Why do parents favor one kid over the other?
This concept that I am about to describe is considered “favoring” most kids. This concept that I am about to describe is considered a “lose-lose” by most parents. Let me explain.
Let’s take a family with 2 parents, a son and a daughter.
The son has some medical issues, so the parents baby him. He needs to be babied sometimes so he feels like someone wants him to not feel pain as much as he doesn’t want to feel pain. The daughter is super active. There are weekends where the parents spend 5 hours or more per day out running around doing activities for their daughter. Softball, surfing, art classes, shopping, you name it! And during the week there are practices to get to as well.
The daughter says the son is babied and the parents always take his side even though the parents spend most of their hours with their daughters’ activities. She sees the parents do things for him that they don’t do for her and so then she saying that they are favoring him. I think favoring is the wrong word. I think the parents might simply be meeting his needs. Sometimes the parents have to be the ones who say “suck it up and go to school” to him, and so they want to balance that with the “I’m really sorry you are in so much pain, do you want me to carry your backpack home?” If just looking at the latter of the two, the son is being “babied”. He would much rather be out of pain and not have to be babied, but he is in pain and that’s not his choice so the consolation prize is that his parents baby him.
By the same token, the parents might not be as available to him because they are driving everywhere for her, and 1/2 the time he has to be dragged along with them because he is too young to stay home alone. Going on a 30-minute car ride and watching her softball game for 3 hours and then another car ride home isn’t fun when you are sick. Neither parent wants to miss their daughters games, so he is stuck sitting outside feeling sick while the parents enjoy her game. Since he doesn’t feel good most of the time, he doesn’t tend to enroll in activities so she gets most of the choices with that one. If he wasn’t sick and didn’t get babied, he would probably want to do more activities and she would have less time doing what she wants.
If you ask her, she will tell you that her brother is favored because the parents hold his backpack on the way home from school and they allow him to skip chores sometimes when he isn’t feeling well.
If you ask him, he will tell you that his sister is favored because the parents are gone with her so much and he has to be dragged for hours at a time doing what she wants to do.
The point of this blog post is that, as parents, it is important to focus on the unique needs of each of your kids and try to meet those needs as best as possible. I used this extreme example of a kid with health issues to show that no matter how big or small, no matter how “controllable” or not controllable a kid’s needs are, that each kid has different needs. If you treat each kid exactly the same, then you won’t truly be meeting their needs.

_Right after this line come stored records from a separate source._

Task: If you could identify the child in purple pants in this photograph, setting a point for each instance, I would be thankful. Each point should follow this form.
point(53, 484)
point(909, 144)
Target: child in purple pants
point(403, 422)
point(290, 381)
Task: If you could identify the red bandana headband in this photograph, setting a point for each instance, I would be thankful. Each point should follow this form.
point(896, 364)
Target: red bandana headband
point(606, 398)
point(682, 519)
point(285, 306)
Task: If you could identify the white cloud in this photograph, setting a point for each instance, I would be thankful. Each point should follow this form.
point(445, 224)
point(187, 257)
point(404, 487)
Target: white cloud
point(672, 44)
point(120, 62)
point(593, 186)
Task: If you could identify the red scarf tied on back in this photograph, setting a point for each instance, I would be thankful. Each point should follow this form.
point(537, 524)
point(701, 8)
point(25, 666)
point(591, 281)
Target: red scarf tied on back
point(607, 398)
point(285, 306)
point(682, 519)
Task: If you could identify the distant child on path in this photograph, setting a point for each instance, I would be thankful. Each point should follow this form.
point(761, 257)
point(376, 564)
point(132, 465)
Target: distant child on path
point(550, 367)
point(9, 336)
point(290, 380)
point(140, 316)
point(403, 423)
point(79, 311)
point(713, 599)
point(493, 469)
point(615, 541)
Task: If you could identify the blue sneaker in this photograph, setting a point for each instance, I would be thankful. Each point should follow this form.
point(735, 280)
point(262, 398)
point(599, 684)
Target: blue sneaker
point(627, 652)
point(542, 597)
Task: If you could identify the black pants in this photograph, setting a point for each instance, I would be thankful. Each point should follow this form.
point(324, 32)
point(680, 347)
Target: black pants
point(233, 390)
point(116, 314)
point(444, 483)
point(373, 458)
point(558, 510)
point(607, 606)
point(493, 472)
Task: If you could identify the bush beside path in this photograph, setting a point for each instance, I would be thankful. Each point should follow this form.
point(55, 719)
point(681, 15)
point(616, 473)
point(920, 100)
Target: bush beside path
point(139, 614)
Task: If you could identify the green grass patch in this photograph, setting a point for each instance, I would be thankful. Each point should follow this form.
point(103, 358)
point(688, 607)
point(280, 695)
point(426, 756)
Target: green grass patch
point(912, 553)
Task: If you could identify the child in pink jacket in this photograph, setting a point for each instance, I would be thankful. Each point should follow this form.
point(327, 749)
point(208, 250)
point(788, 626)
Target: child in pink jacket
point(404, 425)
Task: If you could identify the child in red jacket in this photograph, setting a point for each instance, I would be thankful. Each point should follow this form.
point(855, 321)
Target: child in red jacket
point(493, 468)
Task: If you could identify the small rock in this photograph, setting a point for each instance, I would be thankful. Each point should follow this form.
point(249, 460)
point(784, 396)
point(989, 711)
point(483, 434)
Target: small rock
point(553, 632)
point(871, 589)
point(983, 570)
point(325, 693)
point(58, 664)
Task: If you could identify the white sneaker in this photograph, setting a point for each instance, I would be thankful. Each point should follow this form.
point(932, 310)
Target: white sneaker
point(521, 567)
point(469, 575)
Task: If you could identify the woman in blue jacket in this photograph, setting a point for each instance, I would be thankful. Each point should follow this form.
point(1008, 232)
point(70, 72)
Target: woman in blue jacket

One way to talk to your kids when they are telling you that you are favoring the other one is to
(1) Listen to them without interrupting them (this shows them respect and also demonstrates that you value their feelings).
(2) Remind them of all of the different ways that you love and value them (actually list things you like about them and why you think those things matter). Make sure you convey how much you love them. Most of the time when your child says that you favor their sibling, what they are really asking you is “do you value me”, and “what is my worth in our family”?
(3) Mention to them the things you do for them that you don’t do for the other kids (if there isn’t anything special you do for them, then I would recommend starting to do something that is special for them).